Tuesday, February 20, 2007

time management

Time management umm lets see I use to suck at this. I would put off homework till the last few hours till it was due. I did all thru high school till I dropped out. I still did this last semester. So far this semester I’ haven’t had a later assignment besides in this class because I was sick. Now so I don’t forget to do my homework I do most of it when I get home from school. If I don’t do it then I don’t let myself forget. I’m always remind myself that I have a paper due Monday or a test Tuesday or I have to read chapter 2 or something like that. The best strategies that work for me is probably not forgetting about it and to stay on top of things because if you lose track you can get behind. In my spare time since I have a lot of it besides doing homework I mostly stay at home or hangout with friends mainly Talli, my best friend. We watch TV most he time but there are the few occasions were we go out to a party this happens at least once to twice a week mostly on the weekends. I’m trying to find a job but its hard when I don’t want to work in fast food. I wish I had a job then I wouldn’t be bored all the time. When I’m not hanging out with friends I use to play games on my laptop but that was before Talli’s pretty little dog chewed my charger up. So now I read a lot of books when I not studying.

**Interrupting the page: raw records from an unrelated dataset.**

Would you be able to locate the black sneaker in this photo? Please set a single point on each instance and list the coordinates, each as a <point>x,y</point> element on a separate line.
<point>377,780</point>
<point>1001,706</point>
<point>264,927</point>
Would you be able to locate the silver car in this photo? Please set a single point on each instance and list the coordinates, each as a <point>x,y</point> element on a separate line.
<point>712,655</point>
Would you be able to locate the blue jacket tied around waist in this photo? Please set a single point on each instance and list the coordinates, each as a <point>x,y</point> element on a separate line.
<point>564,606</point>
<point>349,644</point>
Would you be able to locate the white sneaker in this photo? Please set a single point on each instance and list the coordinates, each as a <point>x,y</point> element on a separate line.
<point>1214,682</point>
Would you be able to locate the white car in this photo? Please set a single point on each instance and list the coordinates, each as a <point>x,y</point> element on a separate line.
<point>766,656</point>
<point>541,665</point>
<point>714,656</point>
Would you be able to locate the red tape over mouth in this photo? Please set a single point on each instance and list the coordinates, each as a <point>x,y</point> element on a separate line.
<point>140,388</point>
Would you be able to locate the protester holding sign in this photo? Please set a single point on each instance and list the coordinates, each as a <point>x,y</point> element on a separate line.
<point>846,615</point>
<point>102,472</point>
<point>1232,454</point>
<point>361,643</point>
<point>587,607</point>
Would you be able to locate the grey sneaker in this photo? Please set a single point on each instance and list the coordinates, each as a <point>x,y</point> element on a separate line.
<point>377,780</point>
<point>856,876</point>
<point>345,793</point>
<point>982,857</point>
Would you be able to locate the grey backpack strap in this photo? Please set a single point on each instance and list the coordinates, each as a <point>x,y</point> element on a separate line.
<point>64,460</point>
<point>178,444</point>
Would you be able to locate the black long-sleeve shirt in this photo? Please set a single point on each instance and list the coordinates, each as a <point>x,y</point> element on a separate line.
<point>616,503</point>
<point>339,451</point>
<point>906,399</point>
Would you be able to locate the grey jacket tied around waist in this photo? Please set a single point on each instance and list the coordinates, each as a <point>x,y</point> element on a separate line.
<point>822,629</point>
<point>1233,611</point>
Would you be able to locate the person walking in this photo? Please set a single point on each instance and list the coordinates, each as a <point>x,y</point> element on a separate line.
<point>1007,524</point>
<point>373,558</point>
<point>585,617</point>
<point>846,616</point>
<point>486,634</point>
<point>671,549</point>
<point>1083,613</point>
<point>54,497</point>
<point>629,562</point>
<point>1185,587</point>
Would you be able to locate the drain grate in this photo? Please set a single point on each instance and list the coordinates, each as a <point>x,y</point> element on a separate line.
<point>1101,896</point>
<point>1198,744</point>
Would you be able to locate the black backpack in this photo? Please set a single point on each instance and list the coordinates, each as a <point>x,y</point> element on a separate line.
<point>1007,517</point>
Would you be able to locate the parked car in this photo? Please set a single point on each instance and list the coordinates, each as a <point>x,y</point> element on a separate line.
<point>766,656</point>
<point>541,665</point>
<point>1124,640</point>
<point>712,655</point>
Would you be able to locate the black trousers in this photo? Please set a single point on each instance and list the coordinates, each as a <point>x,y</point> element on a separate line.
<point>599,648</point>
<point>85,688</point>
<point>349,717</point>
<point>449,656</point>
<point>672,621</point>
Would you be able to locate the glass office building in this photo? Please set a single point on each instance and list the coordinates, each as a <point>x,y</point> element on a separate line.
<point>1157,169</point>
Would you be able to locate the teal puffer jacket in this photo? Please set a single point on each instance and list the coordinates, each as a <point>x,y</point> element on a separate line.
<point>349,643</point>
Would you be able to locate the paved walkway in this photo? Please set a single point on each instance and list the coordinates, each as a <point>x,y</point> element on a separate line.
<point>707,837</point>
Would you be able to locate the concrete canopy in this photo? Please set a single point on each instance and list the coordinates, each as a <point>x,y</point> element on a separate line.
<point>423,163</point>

my changes in the last year

I’ve dealt with a lot of changes in the last year. To start it off last April I ended the almost five year relationship with my boyfriend. It was hard to deal with for a both a month. I had to deal with my ex crying almost everyday or if he wasn’t crying he was making me feel like a piece of shit. It was hard then I thought I was over him and tried to move on but I kept comparing every guy next to him. I played with a great guy's emotions because of this. I’ve also had the hardship of going back to school after dropping out. I ended up getting depressed and dropping out fall semester because many things. One of the main things was my first job and my grandma’s business burned down. It was a ruff time for a few months. I spent most of December in my bed blaming all my problems on myself when I knew that wasn’t true or right. I’m still trying to deal with the break up of my boyfriend of four years. We have a better relationship than we had before. I have a problem though I always think he’s going to be there for me. He will when he can but he is trying to move on too and he just can’t drop whatever he’s doing to come help me. Now after a wild and long year I’m at the begging of a new one. This year I’m focusing on my school work and trying to find a job. Maybe I’ll think about a relationship towards the end of the semester but not now.